No party would be complete without gifts. School of Communication Dean Don Heider presented Wycliff with an “old-school tablet” and an “old-school laptop”: a diary and a typewriter, respectively.
Wycliff’s career included writing for the New York Times, Chicago Sun-Times, Dallas Times-Herald, and Chicago Daily News, prior to his positions at the Chicago Tribune. At the Tribune, he served as public editor from 2000 to 2006, and as the editorial editor from 1991 to 2000. After that, he was vice president of news and information at Notre Dame before joining the School of Communication faculty at Loyola in fall 2008.
While at Loyola, Wycliff taught Reporting and Writing, Ethics & Communication, Feature and Opinion Writing, Historical and Critical Issues in Journalism and Journalism in Race. He also launched an after-school tutoring program between Loyola’s journalism program and several Chicago public schools.

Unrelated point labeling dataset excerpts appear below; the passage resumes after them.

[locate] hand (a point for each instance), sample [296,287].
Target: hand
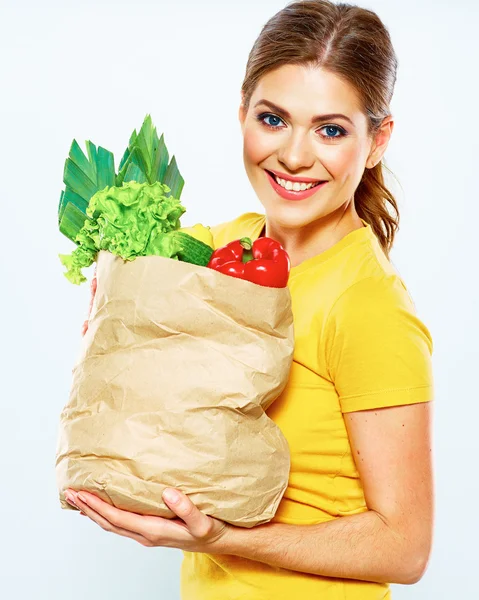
[93,291]
[193,531]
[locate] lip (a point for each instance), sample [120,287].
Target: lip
[291,195]
[291,178]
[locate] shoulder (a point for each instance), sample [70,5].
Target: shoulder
[243,225]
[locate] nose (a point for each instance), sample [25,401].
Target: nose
[296,152]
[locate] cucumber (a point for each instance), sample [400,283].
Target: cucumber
[192,250]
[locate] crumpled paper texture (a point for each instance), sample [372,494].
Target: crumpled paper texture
[170,389]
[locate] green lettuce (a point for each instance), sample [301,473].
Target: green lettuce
[136,219]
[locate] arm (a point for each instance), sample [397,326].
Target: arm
[391,541]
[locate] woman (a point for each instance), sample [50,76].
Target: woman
[358,511]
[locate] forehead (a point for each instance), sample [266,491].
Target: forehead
[304,91]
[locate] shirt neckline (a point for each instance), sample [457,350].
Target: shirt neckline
[352,237]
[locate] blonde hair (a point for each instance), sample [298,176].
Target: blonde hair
[352,43]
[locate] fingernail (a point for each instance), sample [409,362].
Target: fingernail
[171,495]
[70,499]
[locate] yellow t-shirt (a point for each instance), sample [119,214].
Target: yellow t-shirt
[358,345]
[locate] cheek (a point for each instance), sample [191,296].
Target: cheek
[344,162]
[256,146]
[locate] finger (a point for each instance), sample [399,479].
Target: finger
[107,525]
[84,328]
[121,519]
[198,524]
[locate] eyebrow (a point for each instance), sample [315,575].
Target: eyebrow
[315,119]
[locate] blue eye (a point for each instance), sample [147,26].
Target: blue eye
[333,128]
[264,116]
[330,129]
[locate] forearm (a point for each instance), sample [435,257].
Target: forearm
[358,546]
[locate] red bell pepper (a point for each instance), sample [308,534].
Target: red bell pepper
[264,262]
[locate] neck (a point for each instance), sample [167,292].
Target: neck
[314,238]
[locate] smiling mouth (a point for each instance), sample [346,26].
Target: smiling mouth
[283,182]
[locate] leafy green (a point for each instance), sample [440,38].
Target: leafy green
[146,160]
[136,219]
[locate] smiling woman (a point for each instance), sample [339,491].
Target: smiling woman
[356,412]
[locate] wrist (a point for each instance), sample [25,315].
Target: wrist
[227,543]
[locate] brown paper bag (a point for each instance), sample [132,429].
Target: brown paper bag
[175,372]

Wycliff was a Pulitzer Prize finalist in editorial writing in 1996, an inductee into the Chicago Journalism Hall of Fame, and a recipient of a lifetime achievement award from the Chicago Journalists Association.
Wycliff never let this experience and prestige get to his head. He was always kind to his students and took them seriously, according to Chicago Tribune editorial board coordinator and former student of Wycliff, Jessica Reynolds.
“He always gave his students an opportunity to argue our opinions, and he listened to us,” said Reynolds, in her farewell speech to Wycliff. “It was amazing—he listened to 20-somethings!”
Reynolds also gave thanks to Wycliff for her current job at the Chicago Tribune, because he helped her a tremendous amount in securing her position. She attributed her preparedness for her job to Wycliff’s teaching style as well.
“Some professors are easier on their students, and he wasn’t,” Reynolds said. “He treated all of us like we were real reporters for the Chicago Tribune.”
Marcia Lythcott, who worked with Wycliff at the Tribune as well, can attest to his high expectations that helped make the Tribune so reputable.
“He wanted 150 percent from everyone,” Lythcott said.
Lythcott joked that she “gave him migraines” because she only wanted to give 100 percent, but the two of them remain “the best of friends.”
Along with students and colleagues, Wycliff’s wife, Pam Shafer-Wycliff, adores him as well.
Shafer-Wycliff said that the two of them met on Yahoo! Personals in 2008, when Wycliff was still at Notre Dame. They both had busy schedules, as Shafer-Wycliff is a nurse, but they made it work.
“He does his thing, I do my thing, and we check calendars a lot,” Shafer-Wycliff said. “It has been very fun, going to all the different events that we get invited to.”
Now that Wycliff is retiring, he and his wife plan to take a workshop to become advocates for Court Appointed Special Advocates (CASA) for Children.
During Wycliff’s retirement speech, he emphasized his philanthropic goals, noting that if he had achieved what he wanted to at Loyola, we would have world peace by now. Wycliff gave thanks to his students and peers for helping him achieve part of his vision of making the world a better place.
“Thank god there are places like Loyola, and there are students like the students I have had who have allowed me to fulfill what I had from the beginning,” Wycliff said. “I guess the capstone of all this has been that I have had wonderful jobs, I’ve worked with terrific people at all the places I’ve been, and now, at the end of my working life, I don’t know that you could ask for a better life than that.”